Lange Sperre für Egle: Ein Doping-Sinner müsste man sein

Madeleine Egle und Jannik Sinner
Der Sport muss gerne als Vorbild herhalten , wenn es um so hehre Werte wie Fairness, Respekt und Glaubwürdigkeit geht. Denn nichts ist ehrlicher und unumstößlicher als eine Ergebnisliste, selbst der cleverste politische Spin-Doctor wird kläglich daran scheitern, eine 0:2-Niederlage als 2:0-Sieg zu verkaufen.
Zugleich liegt jeder einem Irrglauben auf, der den Sport überhöht und glaubt, dass es dort viel gerechter zugeht als in der normalen Welt. Es wird getrickst, getarnt und gelogen, es gibt Gleiche und Gleichere und fast immer gilt das Recht des Stärkeren.
Womit wir schon bei der Rodlerin Madeleine Egle wären, die sich zweifelsohne den Vorwurf gefallen lassen muss, dass sie sich auffällig patschert verhalten hat bei ihren drei Dopingkontrollen, die allesamt nie stattgefunden haben.
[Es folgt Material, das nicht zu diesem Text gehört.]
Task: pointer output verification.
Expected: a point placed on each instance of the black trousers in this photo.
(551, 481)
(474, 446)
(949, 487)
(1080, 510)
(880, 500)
Wer innerhalb eines Jahres, warum auch immer, drei Dopingtests verpasst, darf sich nicht wundern, wenn er für 20 Monate gesperrt wird. Diese Sanktion ist durch das Reglement gedeckt und bildet nicht einmal die Höchststrafe ab.
Zweierlei Maß
Ein Berufsverbot von 20 Monaten wegen drei Misstests wirkt trotzdem wie ein Treppenwitz, wenn fast zeitgleich einer der größten Sportstars der Gegenwart nach einer echten positiven Dopingprobe bloß drei Monate pausieren muss: Jannik Sinner, Nummer 1 im Tennis, kam mit einem Päuschen davon, nachdem im Vorjahr in seinem Körper das Steroid Clostebol gefunden wurde.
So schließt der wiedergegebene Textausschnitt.